With Ramadan over Turkey takes further steps to normalization
A family wearing protective face masks buy flowers just hours before a four-day curfew came into effect in Ankara, Turkey, Friday, May 22, 2020. (AP Photo)


Turkey is poised to lift more coronavirus restrictions with a decline in the number of cases and a continuous positive trend in recoveries.

The number of recovered patients from the disease reached 120,015 as 1,321 more were discharged from hospitals in the last 24 hours, Health Minister Fahrettin Koca announced Monday.

The figure indicates that over 75% of Turkey's 157,814 COVID-19 patients have recovered so far.

In the meantime, some 987 new cases were reported over the last 24 hours, Koca said.

The death toll from the outbreak rose to 4,369 as the country reported 29 new fatalities, according to the ministry.

Health care professionals performed another 21,400 tests, raising the overall number of tests to over 1.85 million.

Currently, some 756 patients are being treated in intensive care units, the ministry confirmed.

Turkey has successfully managed the course of the novel coronavirus pandemic and is nearing the end of the outbreak, President Recep Tayyip Erdoğan said Monday.

"The picture after the normalization steps we took shows that we are on the right track," said the president in his remarks on Ramadan Bayram, also known as Eid al-Fitr.

Addressing the members of the ruling Justice and Development Party (AK Party) via video link, Erdoğan thanked the public for staying home during a four-day curfew over the holiday.

With Ramadan Bayram over and a four-day curfew in Turkey's 81 provinces coming to an end, citizens across the country tried to return to their normal lives or what the authorities would call, the post-virus normal.

Turkey on Saturday declared a four-day nationwide lockdown on May 23-26 during the bayram holiday, which marks the end of Ramadan in the Islamic faith, as part of measures against the coronavirus pandemic.

Citizens were unable to meet family members living in other cities, as along with curfew, a ban on intercity travel remains in place. Many bayram traditions were also not performed, including bayram prayers, which see unusual crowds in mosques in the early hours on the bayram's first day across the country.

Meanwhile, The Presidency of Religious Affairs (Diyanet), Turkey's top religious authority, released a statement regarding measures that need to be taken in Friday Prayers, which is planned to resume on May 29.

Accordingly, citizens were called to perform wudu – the ritual ablution before prayer – at their homes as places for this purpose in the mosques will remain closed. Diyanet also warned on the usage of protective masks, urging people to bring their prayer rugs and observe social distancing.

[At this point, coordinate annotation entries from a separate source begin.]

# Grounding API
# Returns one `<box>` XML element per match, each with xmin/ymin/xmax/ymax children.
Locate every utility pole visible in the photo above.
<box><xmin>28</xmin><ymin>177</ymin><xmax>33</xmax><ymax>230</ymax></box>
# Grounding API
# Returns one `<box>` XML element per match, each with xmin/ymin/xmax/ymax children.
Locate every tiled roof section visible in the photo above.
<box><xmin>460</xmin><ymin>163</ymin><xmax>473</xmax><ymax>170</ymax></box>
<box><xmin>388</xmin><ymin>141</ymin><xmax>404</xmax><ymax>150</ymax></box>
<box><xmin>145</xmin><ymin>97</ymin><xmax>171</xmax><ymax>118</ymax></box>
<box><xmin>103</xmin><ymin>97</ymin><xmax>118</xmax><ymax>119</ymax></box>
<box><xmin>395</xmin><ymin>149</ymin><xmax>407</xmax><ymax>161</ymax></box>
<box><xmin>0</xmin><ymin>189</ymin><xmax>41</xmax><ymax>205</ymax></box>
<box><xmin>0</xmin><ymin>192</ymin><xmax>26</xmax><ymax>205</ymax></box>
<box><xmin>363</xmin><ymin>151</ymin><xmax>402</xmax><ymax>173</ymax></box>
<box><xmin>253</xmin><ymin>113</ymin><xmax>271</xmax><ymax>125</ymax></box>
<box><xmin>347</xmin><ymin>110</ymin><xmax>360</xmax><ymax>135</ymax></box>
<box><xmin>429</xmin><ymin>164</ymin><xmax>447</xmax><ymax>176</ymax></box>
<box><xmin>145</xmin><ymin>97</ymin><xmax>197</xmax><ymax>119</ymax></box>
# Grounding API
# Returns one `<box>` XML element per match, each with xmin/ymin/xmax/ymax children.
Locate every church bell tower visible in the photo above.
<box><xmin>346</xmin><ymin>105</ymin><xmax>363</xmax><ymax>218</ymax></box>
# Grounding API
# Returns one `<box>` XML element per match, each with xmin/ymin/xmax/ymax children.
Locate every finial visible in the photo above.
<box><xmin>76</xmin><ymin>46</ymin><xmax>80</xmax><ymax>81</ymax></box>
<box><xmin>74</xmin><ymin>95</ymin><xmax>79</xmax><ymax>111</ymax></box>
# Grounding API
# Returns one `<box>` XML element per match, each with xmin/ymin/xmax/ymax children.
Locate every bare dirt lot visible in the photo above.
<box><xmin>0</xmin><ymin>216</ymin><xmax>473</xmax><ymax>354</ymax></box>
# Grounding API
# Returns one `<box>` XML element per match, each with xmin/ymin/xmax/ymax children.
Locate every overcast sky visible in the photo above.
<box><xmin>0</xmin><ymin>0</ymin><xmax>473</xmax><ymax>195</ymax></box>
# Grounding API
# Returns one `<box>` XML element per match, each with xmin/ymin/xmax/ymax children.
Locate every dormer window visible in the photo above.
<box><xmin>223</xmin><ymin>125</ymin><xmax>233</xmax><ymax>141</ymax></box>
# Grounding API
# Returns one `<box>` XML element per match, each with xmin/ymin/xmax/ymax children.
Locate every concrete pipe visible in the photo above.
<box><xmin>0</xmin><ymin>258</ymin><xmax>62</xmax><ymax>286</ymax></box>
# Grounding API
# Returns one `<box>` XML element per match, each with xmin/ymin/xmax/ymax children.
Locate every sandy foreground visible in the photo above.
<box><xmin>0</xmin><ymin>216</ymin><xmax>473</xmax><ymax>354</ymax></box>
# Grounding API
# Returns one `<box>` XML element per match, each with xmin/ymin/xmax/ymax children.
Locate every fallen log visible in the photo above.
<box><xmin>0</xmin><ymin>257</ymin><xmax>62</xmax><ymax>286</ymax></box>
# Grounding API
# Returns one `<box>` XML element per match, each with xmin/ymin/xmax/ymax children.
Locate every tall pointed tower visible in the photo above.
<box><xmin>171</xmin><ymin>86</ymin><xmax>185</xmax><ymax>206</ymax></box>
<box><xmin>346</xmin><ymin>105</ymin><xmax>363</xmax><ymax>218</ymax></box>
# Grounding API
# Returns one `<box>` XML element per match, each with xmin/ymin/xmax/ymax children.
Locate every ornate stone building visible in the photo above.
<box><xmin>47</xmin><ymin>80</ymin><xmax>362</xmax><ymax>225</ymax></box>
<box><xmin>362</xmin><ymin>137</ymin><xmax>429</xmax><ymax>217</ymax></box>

As the country moves toward normalization from the coronavirus outbreak, quarantines for recently returned expatriates will also coming to an end.

There are no longer any citizens left in quarantine in dormitories in Turkey, Youth and Sports Minister Mehmet Muharrem Kasapoğlu said Saturday.

At the instruction of President Erdoğan, Turkish expatriates brought back from all over the world were hosted in quarantine dormitories for two weeks due to the outbreak.

Since the start of the outbreak, some 77,441 citizens were hosted in these dorms.

"We have hosted our citizens with the utmost care. And now we have seen them off. Psychologists, dieticians and doctors worked hand in hand at these dorms," said Kasapoğlu.